The worst thing she ever did wasn't to the kids, though. During my second year, the principal apparently forgot to tell me and a coworker that we were supposed to go to a meeting at the central office. We didn't find out until after lunch the day we were supposed to go. The principal had the secretary call us in our rooms to let us know about the meeting, and I think she had already gone home for the day. It was fine, although annoying for me. I had no plans, so I went to the meeting. The other teacher, however, had a cardiologist appointment in another state that afternoon and knew that rescheduling would be a major hassle that close to the appointment. She didn't go to the meeting.

The next day we found letters in our boxes, dated a week earlier, informing us of the meeting. I checked my box daily, so I knew the letter hadn't been there for a week. It hadn't even been there for 12 hours because my box had been empty when I signed out the afternoon before and I was the last one to leave the building. The secretary confirmed my suspicions. The letter had been typed up that morning, dated a week in the past and placed in our boxes. This, much more than the last minute announcement of the meeting, pissed me off. I can understand being forgetful and unorganized. That's pretty much just being me. Lying in order to cover up your mistake, especially by taking advantage of an underling, is not something I would do.
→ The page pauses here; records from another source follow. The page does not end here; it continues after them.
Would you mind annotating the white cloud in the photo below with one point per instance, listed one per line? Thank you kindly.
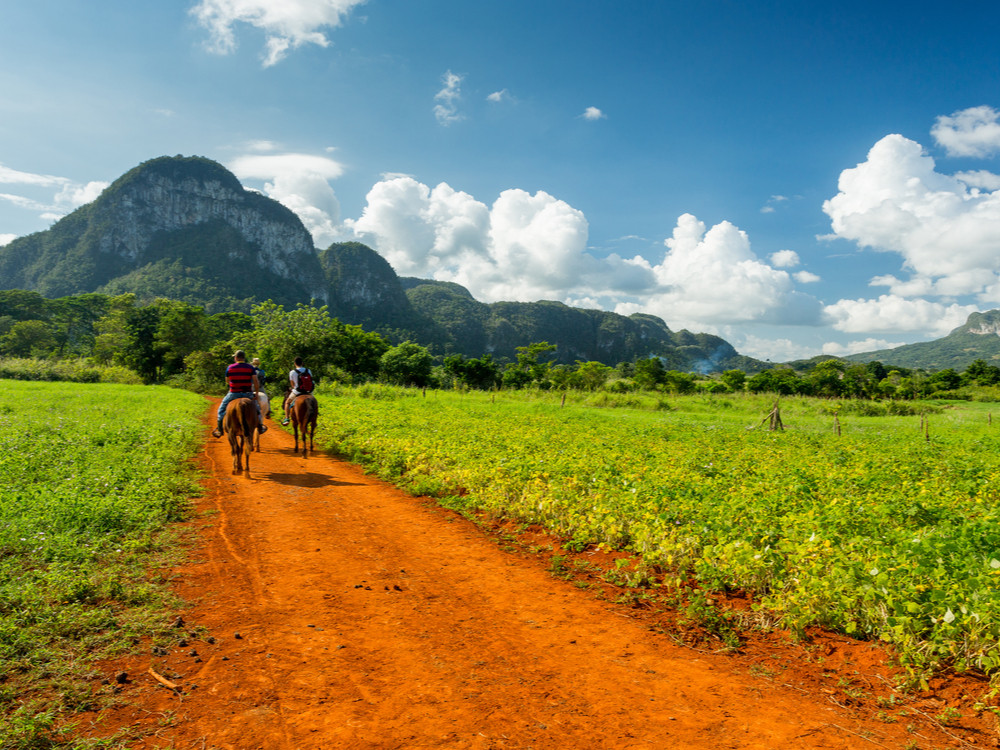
(446, 109)
(51, 197)
(969, 132)
(528, 247)
(714, 277)
(784, 259)
(891, 313)
(301, 183)
(980, 178)
(774, 350)
(947, 234)
(525, 247)
(287, 24)
(772, 202)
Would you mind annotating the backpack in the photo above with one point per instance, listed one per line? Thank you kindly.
(305, 382)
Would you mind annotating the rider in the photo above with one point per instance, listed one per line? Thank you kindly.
(261, 375)
(243, 383)
(298, 385)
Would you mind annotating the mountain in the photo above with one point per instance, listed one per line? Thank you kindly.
(184, 228)
(180, 227)
(465, 326)
(979, 338)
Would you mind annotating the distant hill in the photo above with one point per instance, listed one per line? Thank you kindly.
(462, 325)
(979, 338)
(184, 228)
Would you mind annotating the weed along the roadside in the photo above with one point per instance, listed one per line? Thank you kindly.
(843, 532)
(83, 509)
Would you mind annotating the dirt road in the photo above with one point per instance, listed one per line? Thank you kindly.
(330, 610)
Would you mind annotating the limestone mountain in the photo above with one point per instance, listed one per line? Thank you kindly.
(463, 325)
(978, 338)
(180, 227)
(185, 228)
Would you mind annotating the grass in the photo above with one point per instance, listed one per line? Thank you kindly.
(889, 530)
(90, 477)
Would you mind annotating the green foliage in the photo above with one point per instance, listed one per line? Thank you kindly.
(327, 346)
(407, 364)
(884, 531)
(79, 518)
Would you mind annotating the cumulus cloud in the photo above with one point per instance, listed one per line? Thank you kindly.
(980, 178)
(713, 276)
(287, 24)
(969, 132)
(891, 313)
(771, 206)
(947, 234)
(301, 183)
(774, 350)
(446, 109)
(784, 259)
(526, 247)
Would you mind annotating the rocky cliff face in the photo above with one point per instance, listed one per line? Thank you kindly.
(982, 324)
(161, 196)
(185, 209)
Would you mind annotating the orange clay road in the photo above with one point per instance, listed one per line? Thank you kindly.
(327, 609)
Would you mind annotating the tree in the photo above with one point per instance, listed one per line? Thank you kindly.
(826, 379)
(326, 344)
(735, 380)
(126, 336)
(481, 373)
(649, 373)
(181, 330)
(780, 380)
(590, 376)
(407, 364)
(28, 338)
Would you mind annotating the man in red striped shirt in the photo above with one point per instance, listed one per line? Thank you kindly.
(242, 380)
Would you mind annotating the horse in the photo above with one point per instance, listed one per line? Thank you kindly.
(240, 424)
(305, 412)
(265, 411)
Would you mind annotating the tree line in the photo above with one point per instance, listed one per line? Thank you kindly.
(173, 342)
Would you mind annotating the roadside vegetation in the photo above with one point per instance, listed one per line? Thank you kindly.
(91, 476)
(881, 527)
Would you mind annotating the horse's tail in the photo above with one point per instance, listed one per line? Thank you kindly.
(247, 430)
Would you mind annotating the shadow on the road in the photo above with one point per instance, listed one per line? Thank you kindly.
(308, 479)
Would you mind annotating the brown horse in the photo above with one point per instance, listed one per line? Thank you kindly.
(265, 411)
(240, 424)
(305, 412)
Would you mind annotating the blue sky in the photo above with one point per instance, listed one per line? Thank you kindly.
(799, 178)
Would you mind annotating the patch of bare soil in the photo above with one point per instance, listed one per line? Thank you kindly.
(328, 609)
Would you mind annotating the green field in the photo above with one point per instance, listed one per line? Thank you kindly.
(889, 530)
(90, 475)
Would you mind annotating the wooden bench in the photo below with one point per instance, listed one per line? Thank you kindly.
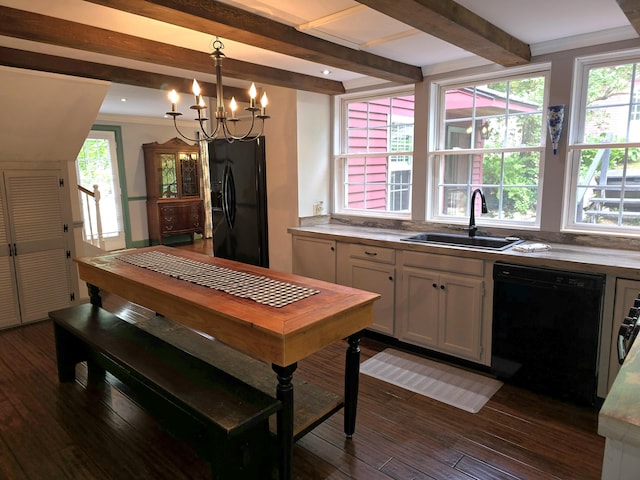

The other teacher had been called to the central office for a meeting about her "insubordination" and she came by to ask me for a letter to confirm her claims, I happily obliged. I even managed to stand my ground when later in the week the principal came in to yell at me in front of my students about sticking my nose where it didn't belong and how I didn't know who I was messing with.

Oddly, nothing bad ever happened to me. At the end of the school year, she was actually disappointed that I was leaving (probably because everyone else was as well), and the students seemed to give me a little more respect after that. After all, even criminals understand integrity.

When getting address information for a resume last spring, I found out that my old principal had retired again and that one of the teachers, my mentor for the certification program my first year there, had become the new full-time principal. I e-mailed her to ask for a recommendation and found out that she had managed to retain her entire faculty two years in a row. The previous principal had never gotten anyone but me to come back for a second year, and I had only returned because I had to. If I had left that school, I would have forfeited my teaching certificate.

I'm happy for the students. Some of them actually deserved a little stability in their lives.

4 comments:

shelleycoughlin said...

This story... is so much worse than any school story I might have. I'm sorry!

Anonymous said...

Whoa.

Those kids, and those teachers, at least deserve an administrator who cares. Where do they find these people?

Julie said...

I'm sorry that you had such a miserable experience. I don't think it's supposed to be that way.